(Credits: Far Out / Pamela Des Barres)
Tue 16 September 2025 19:00, UK
Pamela Des Barres‘ recollections are some of the most eye-opening in all of music history. More than just a documenter of groupie antics, she also gave some crucial insight into the scene from the woman’s perspective.
Even the term itself – groupie – has become wildly misconstrued. An issue Des Barres touched upon herself in a previous Far Out interview. “People don’t understand the term,” she said. “They think of it as a slutty term, and it’s so not that at all, it’s the opposite of that. It’s just love. It’s really another word for love and the love of the music and the people who make it.”
Through her chronicles, Des Barres was linked to several of the biggest names in the business, from Mick Jagger to Frank Zappa. She’s one of the biggest music lovers you could possibly think of. She once called Bob Dylan a god, all while knowing that’s quite an eccentric comparison to draw.
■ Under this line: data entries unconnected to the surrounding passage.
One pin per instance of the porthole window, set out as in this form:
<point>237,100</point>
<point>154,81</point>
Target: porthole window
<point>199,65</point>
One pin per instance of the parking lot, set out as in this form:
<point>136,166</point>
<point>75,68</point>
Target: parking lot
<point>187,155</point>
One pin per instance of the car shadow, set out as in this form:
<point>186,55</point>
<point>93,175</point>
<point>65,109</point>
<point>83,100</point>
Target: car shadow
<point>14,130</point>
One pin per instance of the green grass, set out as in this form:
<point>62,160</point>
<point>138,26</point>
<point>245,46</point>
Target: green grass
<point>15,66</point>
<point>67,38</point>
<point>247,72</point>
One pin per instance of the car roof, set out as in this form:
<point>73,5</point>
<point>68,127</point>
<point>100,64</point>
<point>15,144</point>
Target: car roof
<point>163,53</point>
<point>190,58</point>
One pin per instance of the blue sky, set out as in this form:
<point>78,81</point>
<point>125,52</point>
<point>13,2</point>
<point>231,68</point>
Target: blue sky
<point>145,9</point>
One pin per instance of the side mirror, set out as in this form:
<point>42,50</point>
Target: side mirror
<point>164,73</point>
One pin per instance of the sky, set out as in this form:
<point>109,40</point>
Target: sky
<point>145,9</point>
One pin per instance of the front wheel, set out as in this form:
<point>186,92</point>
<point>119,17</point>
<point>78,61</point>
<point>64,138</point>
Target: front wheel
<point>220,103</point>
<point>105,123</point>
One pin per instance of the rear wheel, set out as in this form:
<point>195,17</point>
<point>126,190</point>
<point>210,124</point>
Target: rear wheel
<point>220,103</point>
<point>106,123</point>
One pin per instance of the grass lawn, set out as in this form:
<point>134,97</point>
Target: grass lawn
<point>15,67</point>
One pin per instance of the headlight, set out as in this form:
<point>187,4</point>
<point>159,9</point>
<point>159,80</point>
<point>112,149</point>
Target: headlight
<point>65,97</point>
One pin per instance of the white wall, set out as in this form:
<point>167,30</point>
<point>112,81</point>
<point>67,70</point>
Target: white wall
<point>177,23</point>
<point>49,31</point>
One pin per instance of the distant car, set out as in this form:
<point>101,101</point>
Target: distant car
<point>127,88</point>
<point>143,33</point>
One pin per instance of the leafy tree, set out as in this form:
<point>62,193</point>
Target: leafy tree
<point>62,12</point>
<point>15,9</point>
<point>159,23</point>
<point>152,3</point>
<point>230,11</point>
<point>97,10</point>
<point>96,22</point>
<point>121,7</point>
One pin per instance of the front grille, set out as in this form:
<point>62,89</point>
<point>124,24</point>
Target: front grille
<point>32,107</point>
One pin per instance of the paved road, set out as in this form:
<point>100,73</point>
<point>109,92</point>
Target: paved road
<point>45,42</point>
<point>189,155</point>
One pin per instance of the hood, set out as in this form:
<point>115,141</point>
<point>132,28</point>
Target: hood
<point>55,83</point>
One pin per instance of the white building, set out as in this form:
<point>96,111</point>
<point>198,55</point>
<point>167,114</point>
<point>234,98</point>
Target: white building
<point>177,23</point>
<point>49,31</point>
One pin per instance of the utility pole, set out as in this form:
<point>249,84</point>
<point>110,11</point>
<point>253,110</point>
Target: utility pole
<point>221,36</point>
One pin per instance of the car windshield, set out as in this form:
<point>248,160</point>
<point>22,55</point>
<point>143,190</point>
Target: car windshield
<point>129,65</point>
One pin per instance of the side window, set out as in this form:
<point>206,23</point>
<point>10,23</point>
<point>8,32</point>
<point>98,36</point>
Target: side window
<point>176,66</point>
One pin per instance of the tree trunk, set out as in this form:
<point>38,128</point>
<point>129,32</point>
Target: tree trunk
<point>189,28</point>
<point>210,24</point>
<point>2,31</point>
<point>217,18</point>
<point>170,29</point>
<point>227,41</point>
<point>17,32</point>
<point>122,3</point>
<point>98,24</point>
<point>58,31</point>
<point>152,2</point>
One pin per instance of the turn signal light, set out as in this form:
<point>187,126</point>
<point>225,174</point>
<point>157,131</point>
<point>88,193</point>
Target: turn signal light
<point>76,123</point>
But she does because that’s truly how she feels, immersed in every sound, every moment she’s ever found herself in the middle of.
From Des Barres’ vantage point, all of these scenes paint a picture of its hedonistic centre, of how embracing and celebrating sensuality is often weaponised, especially when it’s connected to “groupie” women. But through sexual revolutions and women’s liberation, figures like Des Barres were a reminder that all it was was a celebration of pure and utter feeling.
The first time Des Barres saw Jimi Hendrix, she struggled to put into words the sheer electricity she was witnessing. She saw, firsthand, the residue of the counterculture movement dissolve into nothing, replaced by something far more primal that reinstated energy in music. There was no place for peace signs and flower crowns where Hendrix stood, at the epicentre of something feral, something that made the guitar look like a gift from heaven itself.
But nothing compared to when Des Barres caught Jagger in action. Finding her muse on the Sunset Strip, Jagger introduced Des Barres to the most “sensual” experience she ever had. In 1969, she wrote in her diary about the experience and how Jagger had put her in a limo to be taken to one of their concerts. She sat with him in his dressing room, where she “massaged his neck”.
She was feeling a little paranoid, but all it took to get over her anxiety was a previous quote from Jagger that she lives by: “Don’t worry about what others think of you, or you’ll never get it together yourself.”
“[He] is magical, truly spiritually evolved. He awes me,” she wrote, recalling how he was “wearing a long red scarf, and got down on his knees to whip the stage with it during ‘Midnight Rambler’,” which was “the most sensual thing I’ve ever seen.”
Then, in her familiar impassioned state, she vowed her devotion to Jagger over all other rock stars: “I want MJ, why not? About James [Page]… I AM going to accept it the way it is and groove. I couldn’t be promiscuous anyway, and there is no one I truly desire except the tangy MJ.”